At the beginning of this summer, in early June, me and the kids visited my parents in Hungary. (Whilst poor Daddy caught up on pints and stag dos.) My dad has a fantastic garden, the children had a blast. He’s got lots and lots of roses, beautiful, sumptuous, soft pink, velvety red and bright yellow. I was marvelling the rose bushes in full bloom and I thought, that’s a shame really, all those pretty petals just end up in the compost, such a waste.
That’s how I came up with the idea of making a jam. I Googled a few recipes, but somehow I felt like I need some other component to make it a bit more exciting. I love the scent of the rose essence, but it’s really hard to create the equivalent for the taste buds. Not long ago, in Rome, I tasted rose ice cream, which was nice, but a little bit on the strange side for me to be honest, maybe it wasn’t sweet enough. But in a jam, well, that can work really well. I just wanted a little bit of extra kick, so I decided to add some orange.

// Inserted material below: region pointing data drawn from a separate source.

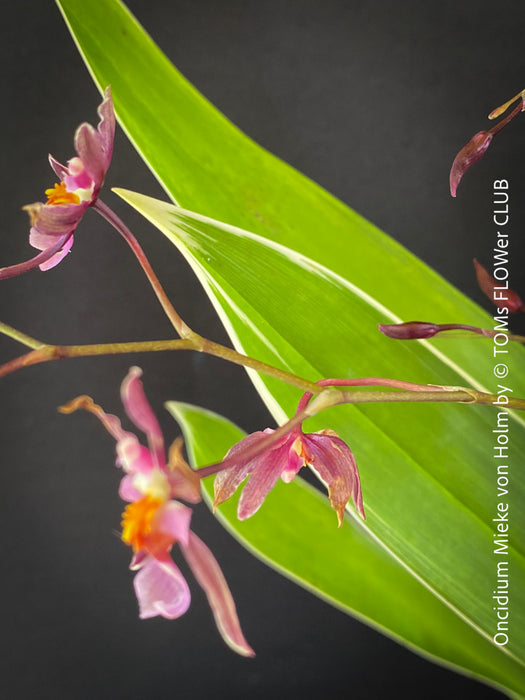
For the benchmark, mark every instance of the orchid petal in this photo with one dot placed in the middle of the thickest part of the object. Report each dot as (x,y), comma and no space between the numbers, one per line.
(335,463)
(295,464)
(469,154)
(138,560)
(89,149)
(161,589)
(55,220)
(173,519)
(227,481)
(139,411)
(208,573)
(184,482)
(262,480)
(106,127)
(411,330)
(60,170)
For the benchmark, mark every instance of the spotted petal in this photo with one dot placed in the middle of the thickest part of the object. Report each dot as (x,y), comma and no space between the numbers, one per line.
(333,460)
(161,589)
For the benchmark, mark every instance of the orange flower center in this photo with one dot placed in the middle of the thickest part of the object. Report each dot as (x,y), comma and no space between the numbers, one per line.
(136,521)
(59,195)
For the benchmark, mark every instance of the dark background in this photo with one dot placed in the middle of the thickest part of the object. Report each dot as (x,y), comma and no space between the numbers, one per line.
(370,99)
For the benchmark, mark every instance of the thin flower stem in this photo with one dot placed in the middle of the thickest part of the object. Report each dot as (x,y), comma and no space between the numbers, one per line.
(44,256)
(20,337)
(325,397)
(180,326)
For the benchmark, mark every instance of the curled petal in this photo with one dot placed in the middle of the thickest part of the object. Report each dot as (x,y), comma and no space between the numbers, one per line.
(469,154)
(140,412)
(54,258)
(210,577)
(127,489)
(60,170)
(106,127)
(95,146)
(173,519)
(503,298)
(133,457)
(335,463)
(161,589)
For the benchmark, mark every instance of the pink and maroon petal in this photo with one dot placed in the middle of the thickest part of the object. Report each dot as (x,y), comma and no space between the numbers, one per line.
(295,463)
(228,480)
(333,460)
(208,573)
(90,151)
(503,298)
(57,257)
(173,519)
(263,478)
(161,589)
(37,261)
(469,154)
(60,170)
(132,456)
(140,412)
(106,127)
(184,482)
(127,489)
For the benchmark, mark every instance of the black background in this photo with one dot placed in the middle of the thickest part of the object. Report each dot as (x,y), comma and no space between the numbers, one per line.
(370,99)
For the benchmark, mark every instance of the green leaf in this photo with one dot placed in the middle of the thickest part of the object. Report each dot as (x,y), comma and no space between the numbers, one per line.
(428,472)
(369,584)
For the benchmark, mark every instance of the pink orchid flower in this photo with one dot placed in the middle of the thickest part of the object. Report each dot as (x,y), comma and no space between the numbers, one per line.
(324,451)
(153,521)
(53,222)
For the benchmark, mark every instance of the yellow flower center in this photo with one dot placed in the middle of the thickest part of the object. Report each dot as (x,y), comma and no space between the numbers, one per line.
(136,521)
(59,195)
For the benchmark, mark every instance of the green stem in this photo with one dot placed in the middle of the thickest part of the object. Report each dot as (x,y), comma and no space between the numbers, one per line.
(20,337)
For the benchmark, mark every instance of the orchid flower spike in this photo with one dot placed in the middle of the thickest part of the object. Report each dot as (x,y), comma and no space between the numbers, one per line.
(478,144)
(324,451)
(53,222)
(153,521)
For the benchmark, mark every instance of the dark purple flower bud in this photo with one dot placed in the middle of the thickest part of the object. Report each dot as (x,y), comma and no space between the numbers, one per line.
(54,222)
(468,155)
(412,330)
(478,144)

The outcome was absolutely amazing, I was so proud of myself, that I actually made this phenomenal jam. Seriously, not boasting. I’m pretty sure I was just purely lucky and somehow things worked out well, as I’m definitely not THAT good cook!

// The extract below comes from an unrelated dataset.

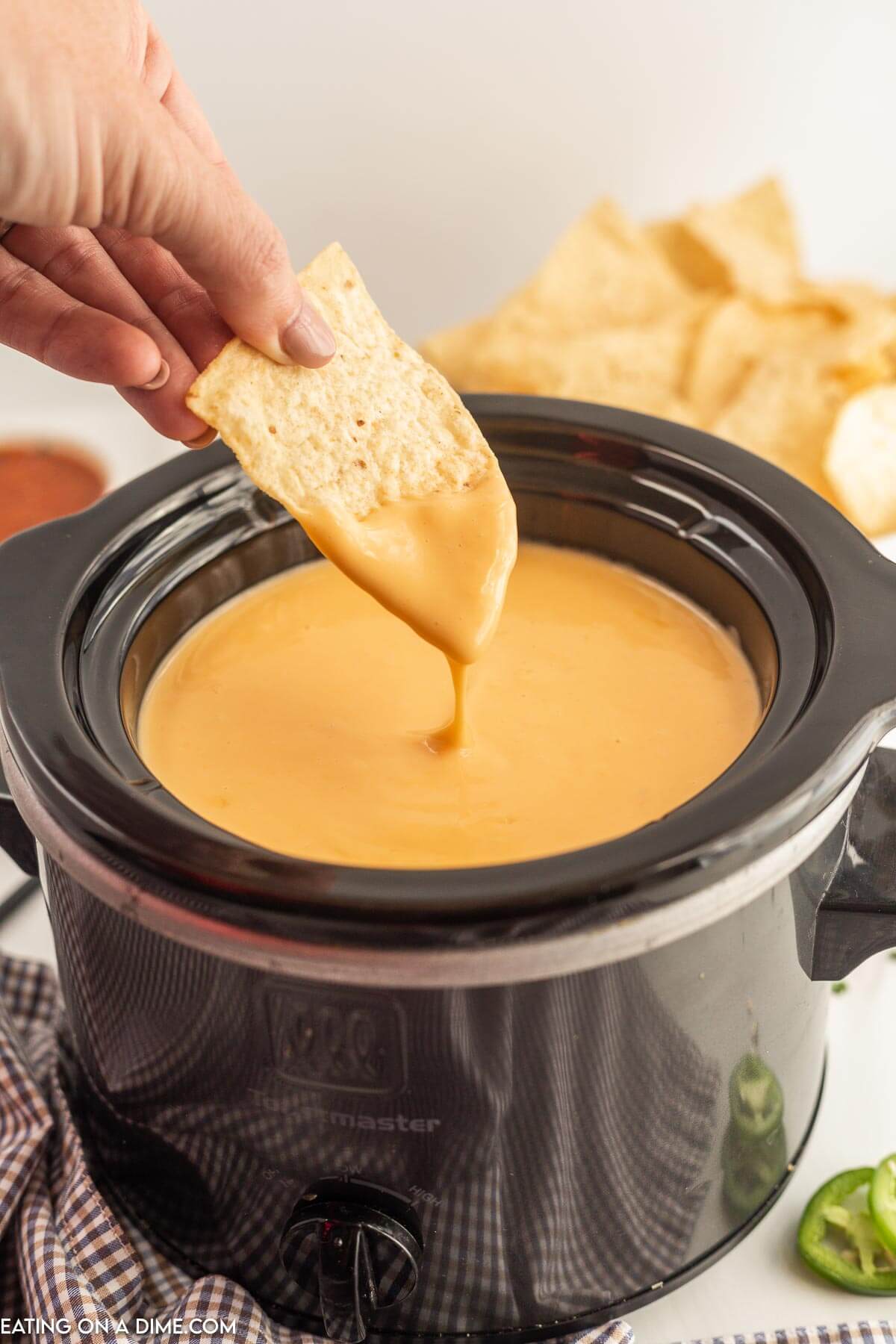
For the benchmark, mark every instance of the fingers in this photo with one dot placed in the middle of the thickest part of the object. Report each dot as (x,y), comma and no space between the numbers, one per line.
(220,237)
(40,322)
(179,302)
(74,261)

Anyway, here’s the recipe and a few tips to start with. Let’s preserve all those beautiful petals from your garden!
- Pick petals when the roses are in full bloom, healthy looking without any brown edges or fading. Use deep colours and with a heavy scent.
- Most garden roses are edible. Make sure no pesticides were used on the plant.
- Use the petals right after picking them, so they won’t loose their colour and scent.
- Don’t forget to sterilise your jars before using them.
300g rose petals
1 orange peeled and juiced
Place the rose petals in a large bowl and sprinkle them with about half of the sugar. Mix them very well, almost like giving the petals a good massage. It’s for distributing the sugar well and evenly so they will soak up the sugar, and the sugar will soak up the fragranced oils of the rose petals. Cover and put it in the fridge for overnight.
Give the orange a good scrubbing down, juice it and peel it. Cut the peelings into very small and thin pieces. Pour the water and orange juice into a large pan. Add the remaining sugar and heat gently until the sugar has dissolved. Avoid boiling it. Place the the orange peels is into the pan first, then 10 minutes after add the rose petals. Keep stirring gently. Allow to simmer on low heat for 20 minutes. Then raise the cooking heat and boil for 15 minutes until it thickens a bit. Do a drop test, if you’re happy with the consistency, your jam is ready. Immediately bottle it.